One expert believes the increased use of such drugs may even be a factor in Britain’s obesity epidemic.

Researchers found that patients prescribed the most commonly used antidepressants were, on average, 21 % more likely to put on weight than those not taking them.

People who stayed on the pills for two or three years were most likely of all to pile on the pounds, says the report from King’s College London.

Earlier studies had shown a risk of short-term weight gain at the start of a course of anti-depressants. But the new study, published in the British Medical Journal, shows that the risk continues.
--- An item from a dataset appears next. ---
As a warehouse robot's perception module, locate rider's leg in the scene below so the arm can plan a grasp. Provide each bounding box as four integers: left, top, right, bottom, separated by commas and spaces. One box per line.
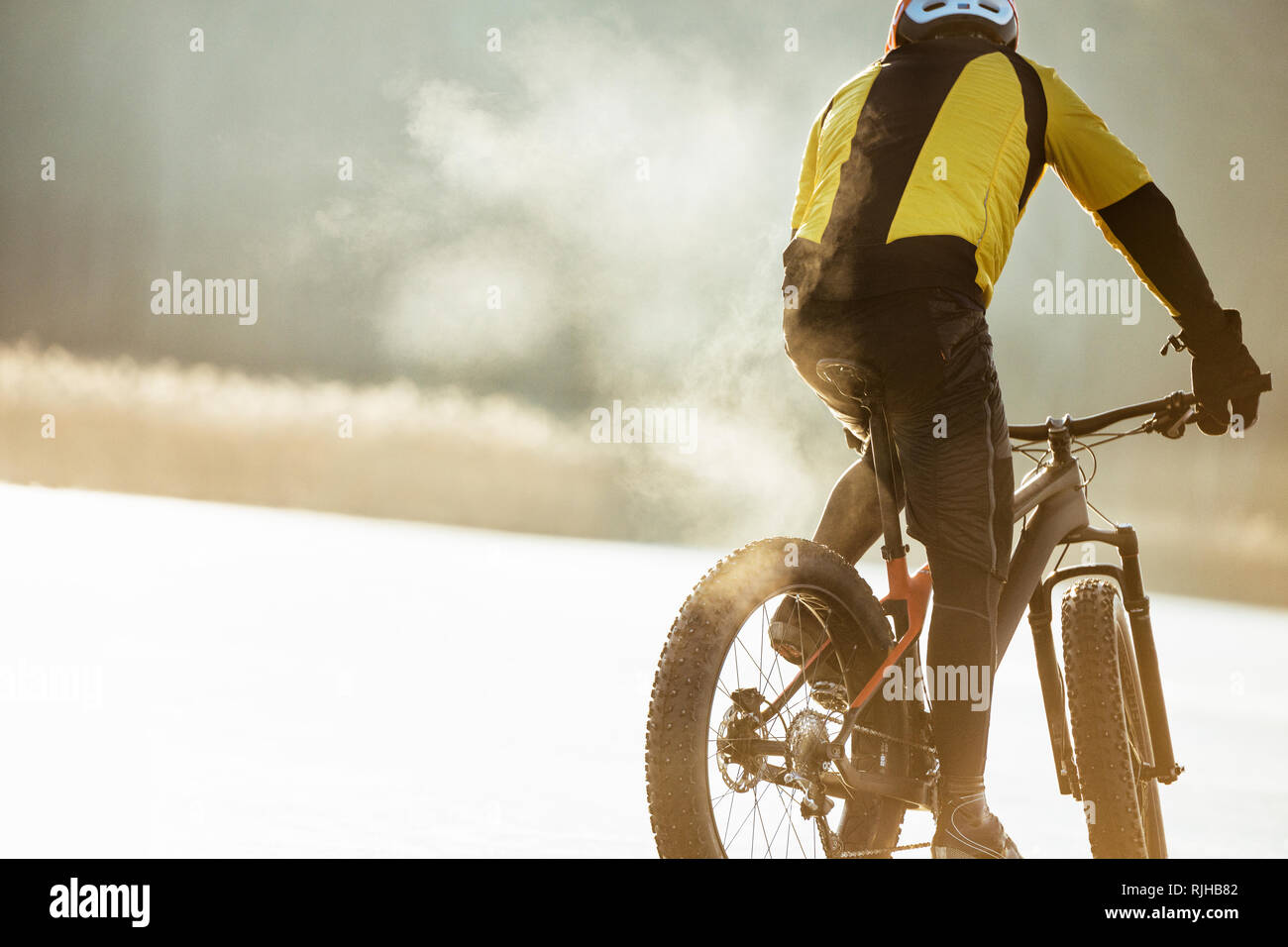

When the King’s team analysed the health records of 300,000 UK patients from 2004 to 2014 they found the annual risk of weight gain (of 5 % or more) was 8 %  for those not on anti-depressants and 11 % for those taking them. But in the second and third years of treatment the risk for patients taking the drugs was 46 %  higher and stayed that way for up to six years.

The group was was made up of patients in weight categories ranging from normal to ‘super-obese’ with a body mass index of 45 or more.

Report co-author Professor Martin Gulliford said: ‘These results should be set in the context of increasing body mass index in the general population.

‘The increasingly widespread use of anti-depressants may be contributing to long-term population weight gain with associated health risks.’

Lead author Dr Rafael Gafoor said the results of the study reinforced the need for ‘active, tailored and sustained body-weight management to go hand-in-hand with the prescribing of anti-depressant treatments.’

He added: ‘No patients should stop taking their medication and if they have any concerns they should speak with their doctor or pharmacist.’